The challenge is coming up with the critical insight that allows you to position your product in such a way that you can translate the product specs into the message that makes people buy.
The challenge is to figure out what our "16 pairs of jeans" is, and then
Execute, execute, execute.
We don't seem to have the discipline necessary in the automation industry, to engage in the relentless execution necessary to make this kind of marketing work.
But your pushback is going to be: you showed us consumer examples and there are differences between technology products and consumer products, and the purchase cycles are significantly different. Consumer products generally have simpler purchase cycles. But there are two really important similarities.
1. "The most important thing to learn from consumer branding is the unrelenting focus on the customer's perspective" -- Chuck Pettis
TechnoBrands
"You do this by knowing who your customer segments are and speaking to them in terms that are important to them." -- Jerry Gibbons
You don't do this by taking the picture of Mt. Everest and substituting "industry wall paper" like a refinery shot.
We have to go beyond the wallpaper, to the critical insight of connecting our technology to the business and emotional needs of the customer.
2. Pettis, again, "The technology industry has a lot to learn from consumer branding in gaining the discipline to work on annual and longer-term plans and make sure the measured objectives are met."
Coming from a product marketing background, she said, "I have been guilty of random acts of marketing. We all have been."
"We owe it to ourselves to turn marketing into a rigorous science, like operations, or logistics. There are key metrics that our CEOs are tracking, but where are the marketing metrics other than sales?"
Where does this fit in the marketing work flow? If you define this "sweet spot" ahead of time, you don't commit those random acts of marketing. When you know what your center point is, the rest of your marketing plan is easier. When you know where you are going, you have a way to benchmark and yardstick all of the ideas and strategies. You can define not only what you are going to do, but what you are NOT going to do.

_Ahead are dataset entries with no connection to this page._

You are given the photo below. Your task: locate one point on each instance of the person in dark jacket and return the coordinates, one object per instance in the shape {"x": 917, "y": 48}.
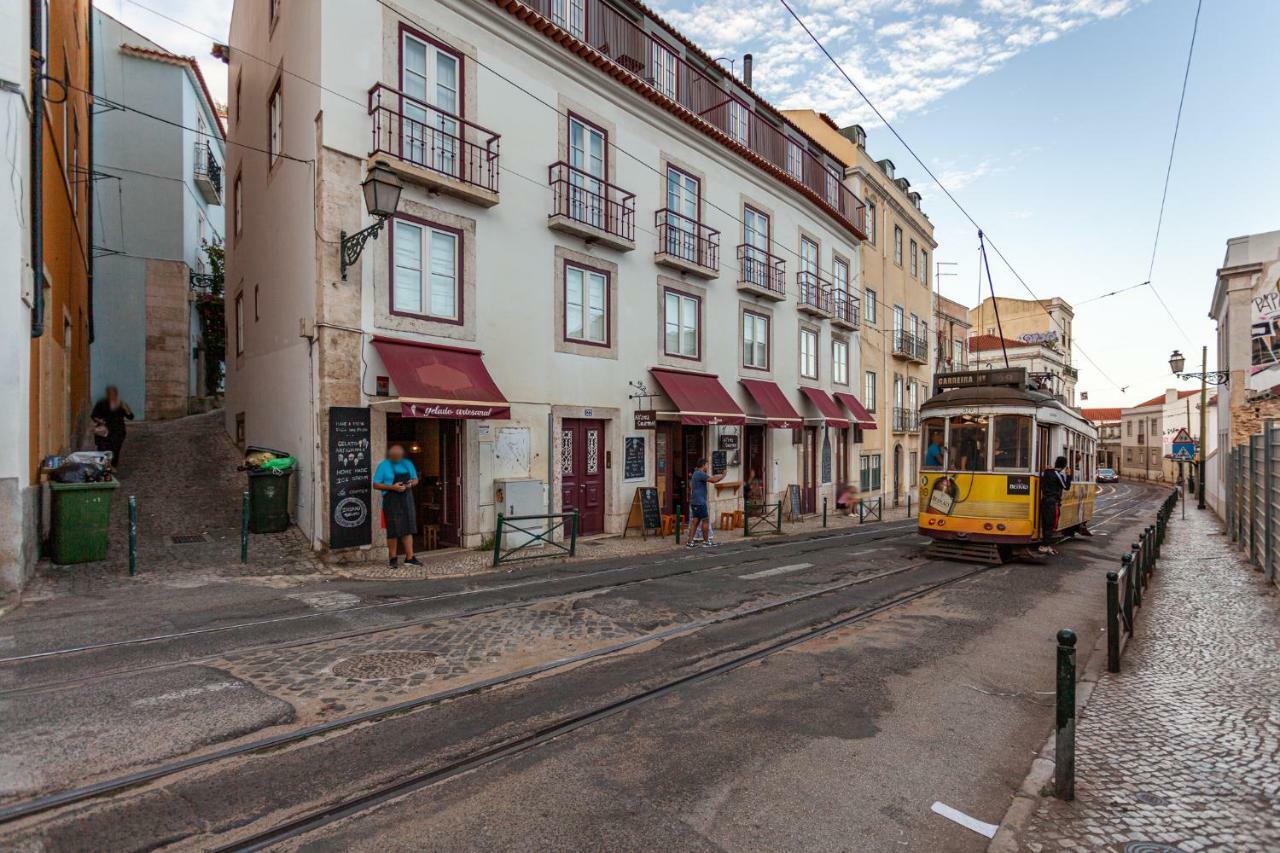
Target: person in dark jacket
{"x": 1055, "y": 482}
{"x": 109, "y": 415}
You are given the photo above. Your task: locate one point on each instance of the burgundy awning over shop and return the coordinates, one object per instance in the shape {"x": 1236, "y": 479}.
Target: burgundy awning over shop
{"x": 826, "y": 407}
{"x": 777, "y": 409}
{"x": 856, "y": 409}
{"x": 442, "y": 382}
{"x": 699, "y": 397}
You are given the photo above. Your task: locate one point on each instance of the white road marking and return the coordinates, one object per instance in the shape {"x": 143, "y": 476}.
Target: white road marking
{"x": 216, "y": 687}
{"x": 778, "y": 570}
{"x": 964, "y": 820}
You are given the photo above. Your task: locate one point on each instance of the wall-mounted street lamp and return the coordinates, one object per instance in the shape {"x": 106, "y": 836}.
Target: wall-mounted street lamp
{"x": 382, "y": 190}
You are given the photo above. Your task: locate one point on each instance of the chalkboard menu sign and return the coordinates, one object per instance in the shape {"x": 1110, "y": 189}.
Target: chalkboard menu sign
{"x": 632, "y": 461}
{"x": 350, "y": 486}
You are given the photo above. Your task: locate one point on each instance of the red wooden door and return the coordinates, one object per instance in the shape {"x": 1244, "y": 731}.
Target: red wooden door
{"x": 809, "y": 465}
{"x": 451, "y": 480}
{"x": 583, "y": 473}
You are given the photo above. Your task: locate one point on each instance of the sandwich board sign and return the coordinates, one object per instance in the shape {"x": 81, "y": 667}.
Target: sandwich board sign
{"x": 1183, "y": 447}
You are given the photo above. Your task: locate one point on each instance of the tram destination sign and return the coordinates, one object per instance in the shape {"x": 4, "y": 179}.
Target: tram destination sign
{"x": 1004, "y": 377}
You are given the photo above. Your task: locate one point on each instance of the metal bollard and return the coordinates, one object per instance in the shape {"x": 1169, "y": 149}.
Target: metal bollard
{"x": 1112, "y": 621}
{"x": 133, "y": 536}
{"x": 1064, "y": 739}
{"x": 245, "y": 528}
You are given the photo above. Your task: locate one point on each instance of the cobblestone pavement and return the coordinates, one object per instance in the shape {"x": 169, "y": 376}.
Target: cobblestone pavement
{"x": 183, "y": 475}
{"x": 1183, "y": 747}
{"x": 330, "y": 679}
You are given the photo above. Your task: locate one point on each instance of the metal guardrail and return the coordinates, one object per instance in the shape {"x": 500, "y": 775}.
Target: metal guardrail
{"x": 873, "y": 510}
{"x": 1125, "y": 588}
{"x": 763, "y": 515}
{"x": 1252, "y": 497}
{"x": 567, "y": 523}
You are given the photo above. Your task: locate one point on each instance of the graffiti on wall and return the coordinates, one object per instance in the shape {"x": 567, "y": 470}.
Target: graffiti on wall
{"x": 1265, "y": 333}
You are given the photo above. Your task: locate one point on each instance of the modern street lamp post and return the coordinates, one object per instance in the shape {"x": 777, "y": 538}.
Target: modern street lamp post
{"x": 1176, "y": 361}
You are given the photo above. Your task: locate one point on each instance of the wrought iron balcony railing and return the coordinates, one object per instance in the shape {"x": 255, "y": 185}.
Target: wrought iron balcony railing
{"x": 417, "y": 133}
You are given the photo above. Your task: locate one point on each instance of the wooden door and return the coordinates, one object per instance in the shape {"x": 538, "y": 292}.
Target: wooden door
{"x": 583, "y": 473}
{"x": 809, "y": 471}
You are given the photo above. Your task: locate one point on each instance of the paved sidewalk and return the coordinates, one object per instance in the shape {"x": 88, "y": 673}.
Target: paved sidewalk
{"x": 1182, "y": 748}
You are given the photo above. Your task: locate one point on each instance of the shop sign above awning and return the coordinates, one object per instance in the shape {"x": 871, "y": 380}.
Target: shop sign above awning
{"x": 777, "y": 409}
{"x": 826, "y": 407}
{"x": 699, "y": 397}
{"x": 856, "y": 409}
{"x": 442, "y": 382}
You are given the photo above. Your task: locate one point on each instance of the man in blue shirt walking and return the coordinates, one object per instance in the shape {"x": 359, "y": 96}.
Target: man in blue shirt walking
{"x": 699, "y": 514}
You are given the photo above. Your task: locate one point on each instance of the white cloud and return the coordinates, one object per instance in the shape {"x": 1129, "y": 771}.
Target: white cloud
{"x": 905, "y": 54}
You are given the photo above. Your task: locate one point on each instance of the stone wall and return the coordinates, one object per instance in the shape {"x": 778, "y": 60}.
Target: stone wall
{"x": 168, "y": 338}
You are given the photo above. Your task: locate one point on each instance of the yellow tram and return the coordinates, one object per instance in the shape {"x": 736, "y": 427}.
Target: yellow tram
{"x": 987, "y": 437}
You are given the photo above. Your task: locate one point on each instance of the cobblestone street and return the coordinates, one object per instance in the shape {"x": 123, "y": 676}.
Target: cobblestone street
{"x": 1182, "y": 748}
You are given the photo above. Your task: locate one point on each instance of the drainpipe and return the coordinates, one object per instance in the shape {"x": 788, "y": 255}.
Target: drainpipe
{"x": 37, "y": 183}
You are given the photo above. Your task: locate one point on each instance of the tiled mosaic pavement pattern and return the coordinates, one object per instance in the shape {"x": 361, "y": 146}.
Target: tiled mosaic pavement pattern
{"x": 1183, "y": 747}
{"x": 343, "y": 676}
{"x": 183, "y": 474}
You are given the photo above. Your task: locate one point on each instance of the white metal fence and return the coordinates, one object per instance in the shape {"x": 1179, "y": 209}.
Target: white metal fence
{"x": 1253, "y": 498}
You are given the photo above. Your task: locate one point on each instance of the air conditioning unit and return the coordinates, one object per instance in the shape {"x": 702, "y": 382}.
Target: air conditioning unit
{"x": 516, "y": 498}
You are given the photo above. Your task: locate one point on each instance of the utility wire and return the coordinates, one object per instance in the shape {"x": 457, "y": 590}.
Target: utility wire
{"x": 1169, "y": 172}
{"x": 941, "y": 186}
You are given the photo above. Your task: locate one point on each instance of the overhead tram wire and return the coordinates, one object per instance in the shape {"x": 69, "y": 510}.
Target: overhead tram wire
{"x": 1169, "y": 172}
{"x": 941, "y": 186}
{"x": 364, "y": 106}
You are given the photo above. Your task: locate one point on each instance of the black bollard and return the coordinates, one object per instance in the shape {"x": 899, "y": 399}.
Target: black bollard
{"x": 1064, "y": 740}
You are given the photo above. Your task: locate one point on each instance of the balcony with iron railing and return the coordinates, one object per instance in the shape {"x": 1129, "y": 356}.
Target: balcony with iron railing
{"x": 814, "y": 293}
{"x": 708, "y": 95}
{"x": 208, "y": 174}
{"x": 434, "y": 147}
{"x": 590, "y": 208}
{"x": 686, "y": 245}
{"x": 910, "y": 347}
{"x": 845, "y": 310}
{"x": 760, "y": 273}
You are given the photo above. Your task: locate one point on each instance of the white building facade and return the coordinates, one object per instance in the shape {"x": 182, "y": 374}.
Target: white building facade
{"x": 159, "y": 200}
{"x": 609, "y": 259}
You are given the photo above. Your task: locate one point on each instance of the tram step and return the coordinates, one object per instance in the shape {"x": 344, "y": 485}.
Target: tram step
{"x": 983, "y": 552}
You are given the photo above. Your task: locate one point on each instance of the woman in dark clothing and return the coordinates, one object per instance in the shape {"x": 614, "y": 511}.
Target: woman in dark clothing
{"x": 109, "y": 416}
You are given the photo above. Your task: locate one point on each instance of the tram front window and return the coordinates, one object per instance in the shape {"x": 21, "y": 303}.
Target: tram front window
{"x": 968, "y": 448}
{"x": 1011, "y": 443}
{"x": 935, "y": 443}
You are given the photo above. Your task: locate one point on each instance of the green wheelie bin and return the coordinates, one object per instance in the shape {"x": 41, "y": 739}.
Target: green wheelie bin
{"x": 81, "y": 516}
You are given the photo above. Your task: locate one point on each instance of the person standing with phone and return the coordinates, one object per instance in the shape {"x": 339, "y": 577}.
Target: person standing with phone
{"x": 396, "y": 478}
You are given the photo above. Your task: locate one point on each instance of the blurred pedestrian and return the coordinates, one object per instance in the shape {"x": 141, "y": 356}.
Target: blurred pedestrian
{"x": 109, "y": 415}
{"x": 396, "y": 478}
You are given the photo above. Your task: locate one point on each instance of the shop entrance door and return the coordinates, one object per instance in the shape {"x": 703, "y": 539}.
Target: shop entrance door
{"x": 583, "y": 473}
{"x": 809, "y": 471}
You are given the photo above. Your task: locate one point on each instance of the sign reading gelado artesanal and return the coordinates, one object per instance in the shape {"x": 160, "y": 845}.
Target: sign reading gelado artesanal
{"x": 455, "y": 411}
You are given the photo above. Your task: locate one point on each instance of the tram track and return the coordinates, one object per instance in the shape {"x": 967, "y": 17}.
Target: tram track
{"x": 119, "y": 784}
{"x": 119, "y": 673}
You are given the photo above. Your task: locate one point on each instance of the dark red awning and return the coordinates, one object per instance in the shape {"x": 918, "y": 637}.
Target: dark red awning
{"x": 826, "y": 406}
{"x": 856, "y": 409}
{"x": 777, "y": 409}
{"x": 442, "y": 382}
{"x": 699, "y": 397}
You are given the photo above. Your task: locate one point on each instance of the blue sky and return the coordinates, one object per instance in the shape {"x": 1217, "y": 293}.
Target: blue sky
{"x": 1048, "y": 119}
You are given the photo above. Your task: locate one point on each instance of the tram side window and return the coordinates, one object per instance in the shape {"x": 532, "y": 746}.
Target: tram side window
{"x": 1011, "y": 442}
{"x": 935, "y": 443}
{"x": 968, "y": 448}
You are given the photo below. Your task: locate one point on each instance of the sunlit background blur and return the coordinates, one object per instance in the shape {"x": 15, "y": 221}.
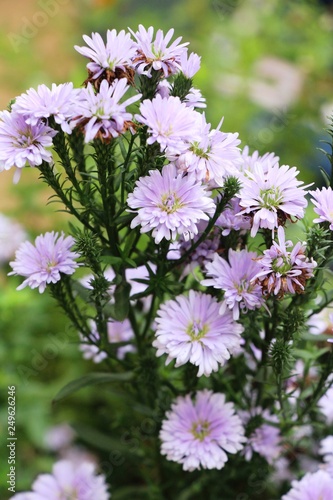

Creating High Impact Marketing
--cultivate industry sounding boards
--trust your agency
--ask your product manager, "So?" at least three times
--create a spirit of collaboration
--be prepared to put in the time
--show it to your mother
--execute with discipline
This delivers not only high impact marketing but also high value marketing.
If you guys raise the bar, I will call you and raise it again, because it is good for our customers.